Diana Shipping Extends Time‑Charter for Kamsarmax Vessel Myrto at $16,650 a Day

DSX
March 23, 2026

Diana Shipping Inc. (NYSE: DSX) has extended the time‑charter for its 82,131‑dwt Kamsarmax dry‑bulk vessel m/v Myrto with Nippon Yusen Kabushiki Kaisha (NYK). The new charter will run from April 7 2026 through a minimum of September 20 2027, with a maximum extension to November 20 2027, and will be paid at a gross rate of US$16,650 per day, net of a 5 % commission to third parties.
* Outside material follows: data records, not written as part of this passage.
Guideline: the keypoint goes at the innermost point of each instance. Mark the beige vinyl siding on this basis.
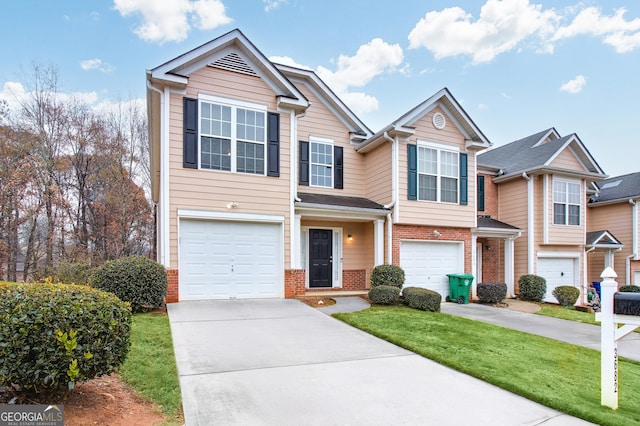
(617, 219)
(566, 160)
(211, 190)
(378, 174)
(321, 122)
(512, 209)
(429, 212)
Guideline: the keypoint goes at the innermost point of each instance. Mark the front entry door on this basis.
(320, 258)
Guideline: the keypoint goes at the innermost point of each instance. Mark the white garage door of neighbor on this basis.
(426, 264)
(557, 271)
(222, 260)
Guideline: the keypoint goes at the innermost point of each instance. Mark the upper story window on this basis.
(232, 136)
(438, 174)
(566, 202)
(321, 162)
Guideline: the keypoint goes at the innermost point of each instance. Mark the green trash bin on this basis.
(459, 288)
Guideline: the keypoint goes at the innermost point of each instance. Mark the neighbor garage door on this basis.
(426, 264)
(557, 271)
(222, 260)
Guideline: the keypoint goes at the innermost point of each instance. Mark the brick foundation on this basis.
(172, 286)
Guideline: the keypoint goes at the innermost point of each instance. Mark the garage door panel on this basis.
(220, 260)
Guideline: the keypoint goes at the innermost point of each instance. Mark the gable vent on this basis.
(438, 121)
(233, 62)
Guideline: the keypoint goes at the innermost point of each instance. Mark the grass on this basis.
(559, 375)
(150, 367)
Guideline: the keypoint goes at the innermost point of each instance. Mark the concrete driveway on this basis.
(280, 362)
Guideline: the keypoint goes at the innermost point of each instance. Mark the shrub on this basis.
(629, 289)
(422, 298)
(387, 275)
(137, 280)
(566, 295)
(532, 287)
(384, 294)
(54, 335)
(490, 292)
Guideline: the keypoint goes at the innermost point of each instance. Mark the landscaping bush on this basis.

The charter rate for the Myrto has risen from US$12,000 per day to US$16,650, a 38.75 % increase that reflects stronger demand for Kamsarmax vessels and a tightening of the dry‑bulk market. At the new rate, the contract is expected to generate roughly US$8.71 million in gross revenue over the minimum scheduled period, adding a predictable medium‑term income stream to DSX’s portfolio.

DSX currently operates 36 dry‑bulk vessels, including 6 Kamsarmax units, 4 Newcastlemax, 8 Capesize, 4 Post‑Panamax, 5 Panamax, and 9 Ultramax. The fleet’s total capacity is about 4.1 million dwt, with a weighted average age of 12.33 years. The company is also preparing for the delivery of two methanol‑dual‑fuel Kamsarmax vessels in the second half of 2027 and the first half of 2028, underscoring its commitment to fleet modernization and sustainability.

Management has emphasized that the extension aligns with DSX’s broader strategy of “managing and expanding our fleet in a manner that will enable us to enhance shareholder value” by “maintaining a high quality fleet; strategically expanding the size of our fleet; pursuing an appropriate balance of short‑term and long‑term time charters; maintaining a strong balance sheet; and maintaining low cost, highly efficient operations.”

The Myrto charter extension reinforces DSX’s focus on securing predictable cash flows through staggered medium‑to‑long‑term contracts. By locking in a higher daily rate, the company not only boosts its short‑term earnings but also positions itself to capitalize on favorable market conditions while it continues to invest in newer, more efficient vessels. The deal therefore supports DSX’s dual objectives of strengthening its financial foundation and expanding its fleet footprint in the dry‑bulk sector.